The entire majority’s opinion rests on a single argument, coupled with a single citation. US 18A815 says, “Because Ray waited until Jan. 28, 2019 to seek relief, we grant the State’s application to vacate the stay entered by the United States Court of Appeals for the Eleventh Circuit.” The entire argument, in a decision which is a total of three pages — two of which are Kagan’s dissent — relies on that one line. A man died alone, scared and without God in the time he needed God most, based on a single sentence. These justices signed away something far worse than the jury did. They did not just take Ray’s life, they took his hope.
“Under (Larson v. Valente), a Christian prisoner may have a minister of his own faith accompany him into the execution chamber to say his last rites. But if an inmate practices a different religion — whether Islam, Judaism or any other — he may not die with a minister of his own faith by his side. That treatment goes against the Establishment Clause’s core principle of denominational neutrality,” Kagan said in her dissent. She continued to make the point that to surmount the burden of a religious discrimination claim, the state must prove a compelling interest.
In my opinion, as well as in the opinion of Kagan and the dissenting justices, the state did not pass strict scrutiny in this particular instance. The failure to have done so, in conjunction with the ultimate decision delivered, can set dangerous precedent for cases of discrimination in the future. Kagan argued that if security was the issue in allowing the imam to enter the execution chamber, why could the state not simply provide the same training or vetting for Ray’s imam that the Christian chaplain received? Further, why could the imam not be put under oath, a violation of which would result in penalty, that he would not interfere with the execution?
Kagan’s final arguments discussed the idea that there was not a significant amount of time that passed between Ray’s denial by the state to have an imam present, and his appeal a mere five days later.
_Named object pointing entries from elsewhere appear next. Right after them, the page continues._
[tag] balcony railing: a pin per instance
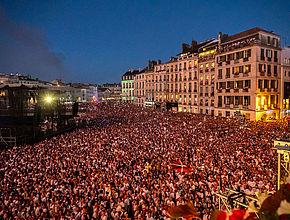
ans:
(245, 59)
(245, 89)
(246, 73)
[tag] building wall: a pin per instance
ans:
(241, 74)
(248, 82)
(128, 88)
(285, 82)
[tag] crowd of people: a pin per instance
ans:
(118, 165)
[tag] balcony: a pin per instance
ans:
(246, 73)
(245, 89)
(245, 59)
(236, 74)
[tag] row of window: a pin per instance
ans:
(234, 84)
(234, 100)
(235, 56)
(235, 70)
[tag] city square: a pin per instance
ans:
(118, 165)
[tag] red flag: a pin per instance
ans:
(179, 166)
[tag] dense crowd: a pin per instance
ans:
(118, 166)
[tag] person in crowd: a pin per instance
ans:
(117, 166)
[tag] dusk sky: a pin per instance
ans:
(97, 41)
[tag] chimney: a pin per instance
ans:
(185, 47)
(193, 44)
(220, 37)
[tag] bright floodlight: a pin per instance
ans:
(48, 99)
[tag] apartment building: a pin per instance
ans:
(127, 83)
(143, 85)
(206, 62)
(248, 75)
(232, 74)
(285, 82)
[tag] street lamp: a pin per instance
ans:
(48, 99)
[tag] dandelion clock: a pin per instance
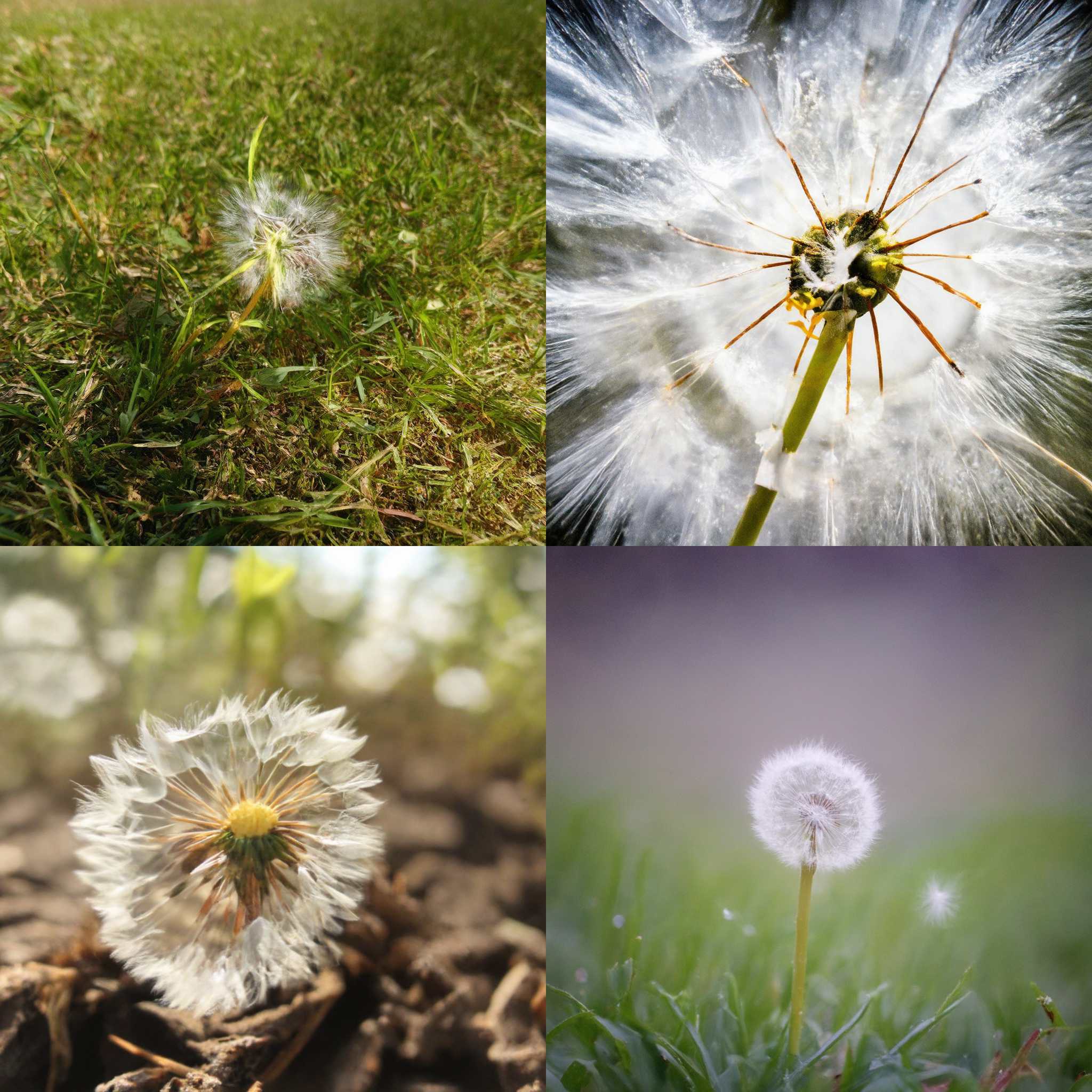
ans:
(824, 281)
(816, 809)
(224, 851)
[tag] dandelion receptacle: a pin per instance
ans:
(791, 268)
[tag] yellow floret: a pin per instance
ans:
(249, 820)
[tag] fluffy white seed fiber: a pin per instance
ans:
(813, 806)
(153, 869)
(940, 901)
(293, 236)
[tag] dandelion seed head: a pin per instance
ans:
(813, 806)
(940, 901)
(224, 850)
(648, 128)
(293, 238)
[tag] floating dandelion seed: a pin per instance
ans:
(940, 901)
(723, 214)
(222, 851)
(816, 809)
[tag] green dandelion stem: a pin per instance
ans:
(801, 960)
(757, 509)
(230, 333)
(836, 332)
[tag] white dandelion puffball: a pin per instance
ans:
(940, 901)
(293, 237)
(684, 255)
(222, 851)
(813, 806)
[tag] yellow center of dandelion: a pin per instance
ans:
(251, 820)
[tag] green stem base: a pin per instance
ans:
(836, 332)
(801, 960)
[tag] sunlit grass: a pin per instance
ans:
(678, 938)
(406, 407)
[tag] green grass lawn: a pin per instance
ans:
(407, 406)
(671, 960)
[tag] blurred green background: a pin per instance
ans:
(437, 651)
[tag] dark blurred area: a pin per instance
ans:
(436, 652)
(958, 676)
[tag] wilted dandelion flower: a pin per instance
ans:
(292, 237)
(814, 806)
(222, 851)
(940, 901)
(717, 191)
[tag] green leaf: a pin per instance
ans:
(270, 377)
(224, 280)
(577, 1077)
(707, 1058)
(956, 990)
(919, 1030)
(841, 1033)
(376, 324)
(254, 152)
(47, 395)
(178, 242)
(256, 579)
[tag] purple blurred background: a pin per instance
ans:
(960, 677)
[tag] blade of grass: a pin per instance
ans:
(841, 1033)
(254, 152)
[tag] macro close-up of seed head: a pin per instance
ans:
(224, 851)
(838, 259)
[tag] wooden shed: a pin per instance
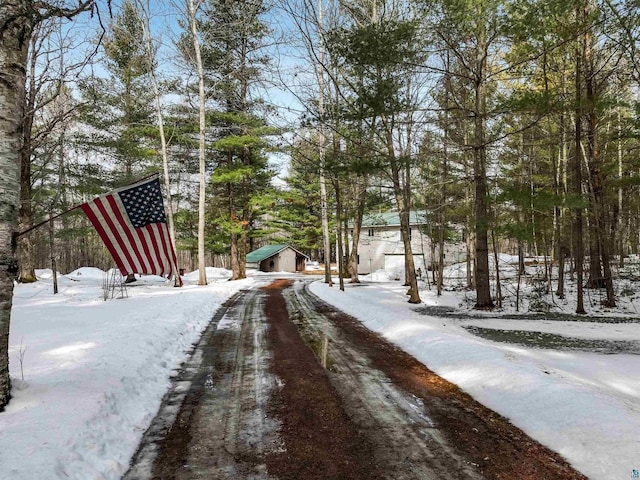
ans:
(277, 258)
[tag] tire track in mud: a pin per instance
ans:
(221, 430)
(255, 402)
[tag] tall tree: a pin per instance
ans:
(18, 18)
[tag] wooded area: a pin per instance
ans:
(516, 121)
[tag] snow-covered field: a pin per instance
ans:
(95, 371)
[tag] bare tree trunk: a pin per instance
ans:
(326, 240)
(145, 10)
(191, 11)
(27, 272)
(14, 43)
(402, 200)
(595, 166)
(360, 202)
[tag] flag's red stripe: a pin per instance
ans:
(164, 237)
(154, 242)
(122, 243)
(86, 208)
(129, 230)
(154, 252)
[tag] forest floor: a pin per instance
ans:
(285, 386)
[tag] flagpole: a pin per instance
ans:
(19, 234)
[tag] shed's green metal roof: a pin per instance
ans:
(264, 252)
(392, 219)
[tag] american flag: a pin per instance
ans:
(132, 224)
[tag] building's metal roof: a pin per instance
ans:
(392, 219)
(268, 251)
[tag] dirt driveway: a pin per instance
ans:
(282, 386)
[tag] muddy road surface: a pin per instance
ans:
(282, 386)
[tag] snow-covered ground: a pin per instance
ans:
(95, 371)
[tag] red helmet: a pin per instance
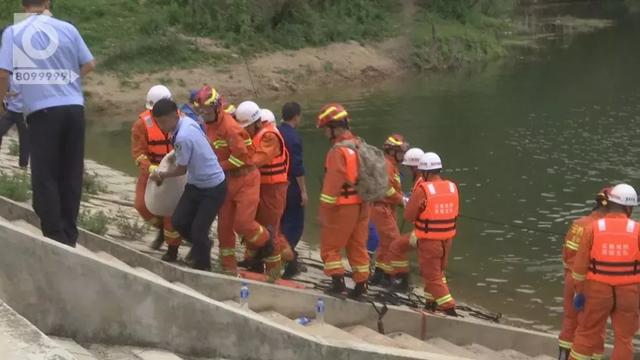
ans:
(396, 141)
(333, 112)
(208, 96)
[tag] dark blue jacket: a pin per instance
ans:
(293, 142)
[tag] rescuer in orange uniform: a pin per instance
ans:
(343, 216)
(571, 244)
(607, 275)
(272, 160)
(383, 213)
(399, 248)
(233, 147)
(149, 145)
(434, 207)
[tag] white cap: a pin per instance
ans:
(156, 93)
(624, 195)
(412, 157)
(268, 116)
(430, 161)
(247, 113)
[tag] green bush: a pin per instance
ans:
(95, 222)
(91, 184)
(16, 186)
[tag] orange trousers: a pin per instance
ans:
(171, 237)
(602, 300)
(273, 200)
(398, 250)
(345, 227)
(433, 256)
(572, 318)
(238, 215)
(383, 217)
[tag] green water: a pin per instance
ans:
(529, 142)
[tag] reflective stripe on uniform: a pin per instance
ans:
(579, 356)
(235, 161)
(445, 299)
(219, 144)
(255, 237)
(171, 234)
(333, 265)
(390, 192)
(398, 264)
(328, 199)
(578, 277)
(565, 344)
(140, 158)
(227, 252)
(572, 245)
(360, 268)
(272, 259)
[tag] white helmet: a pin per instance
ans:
(268, 116)
(247, 113)
(430, 161)
(624, 195)
(412, 157)
(156, 93)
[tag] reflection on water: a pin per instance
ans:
(530, 143)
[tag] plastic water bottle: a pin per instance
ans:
(320, 311)
(303, 320)
(244, 296)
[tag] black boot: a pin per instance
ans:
(171, 255)
(337, 285)
(156, 244)
(563, 354)
(401, 283)
(292, 269)
(451, 312)
(377, 277)
(359, 290)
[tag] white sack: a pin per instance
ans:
(162, 200)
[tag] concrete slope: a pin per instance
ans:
(69, 293)
(293, 303)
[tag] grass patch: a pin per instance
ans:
(95, 222)
(91, 184)
(131, 228)
(14, 148)
(16, 186)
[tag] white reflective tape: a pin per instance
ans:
(602, 225)
(631, 225)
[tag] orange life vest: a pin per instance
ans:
(158, 143)
(438, 219)
(276, 171)
(615, 254)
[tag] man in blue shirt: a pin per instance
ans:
(13, 116)
(292, 223)
(48, 74)
(206, 186)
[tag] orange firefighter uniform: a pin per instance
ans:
(233, 147)
(343, 216)
(572, 242)
(606, 271)
(399, 248)
(148, 146)
(434, 207)
(272, 159)
(383, 216)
She attacked the vague wording the statute employed, Alabama Code Section 15–18–83(a) (2018), which does not specify whether the imam would be allowed within the chamber and notes the prison’s refusal to give Ray a copy of its typical procedures.
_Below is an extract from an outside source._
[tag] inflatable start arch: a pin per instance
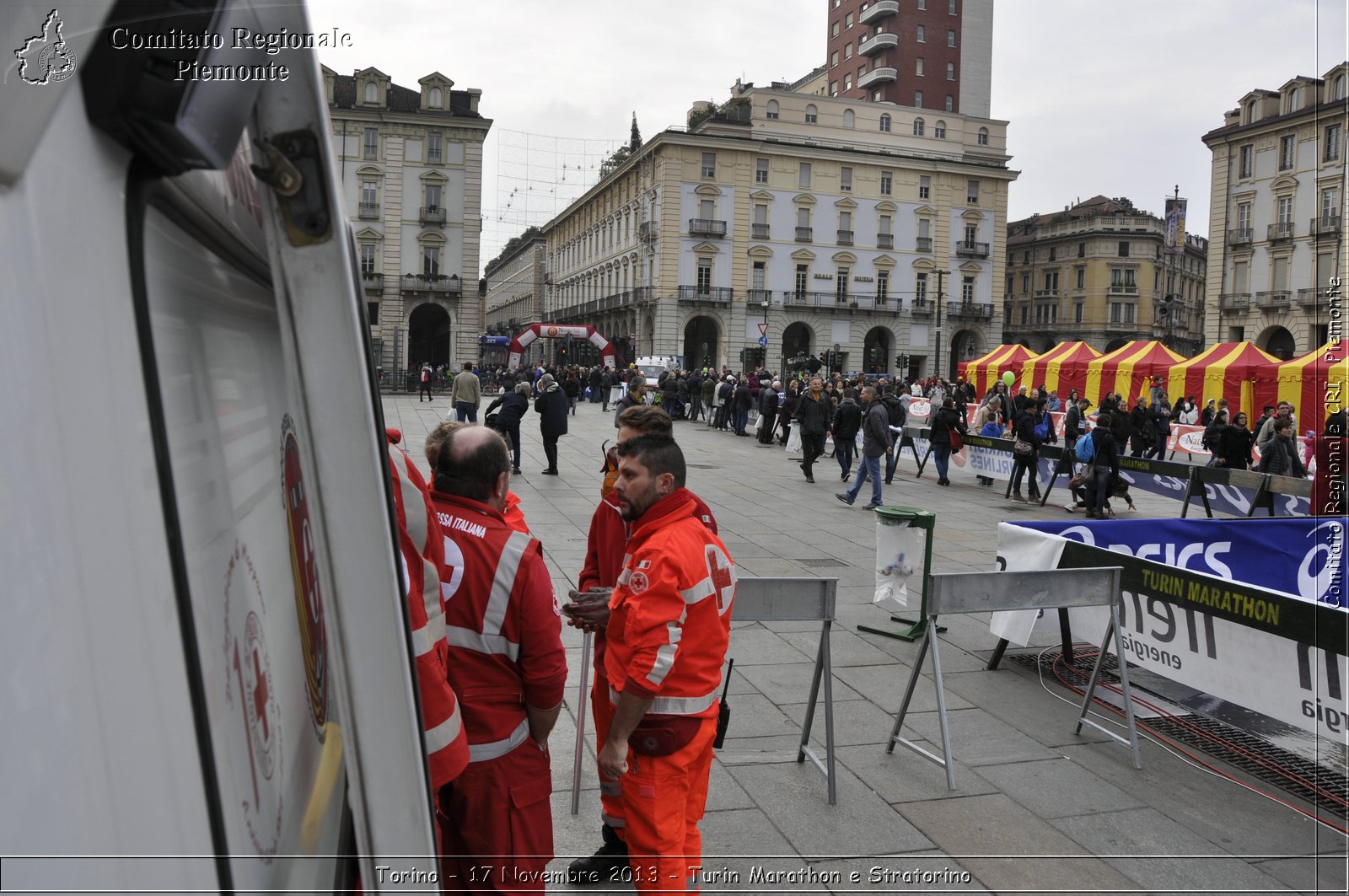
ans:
(560, 331)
The culmination of this was Kagan’s “respectful dissent,” which is the only point where I would be concurring, but not in full agreement. There is no respect to be given to the majority in this situation — their error in the employment of legal reasoning, and their haste in coming to this decision which ultimately resulted in the violation of the rights of a man being put to death — a two-page dissent truthfully does not do the weight of this event justice either. This was a gross miscarriage of justice, a dangerous precedent and a clear defiance of the Constitution from those who sit on the Supreme Court’s majority.
Rishi Mehta is a School of Arts and Sciences junior majoring in political science and English. His column, "Grass Roots," runs on alternate Mondays.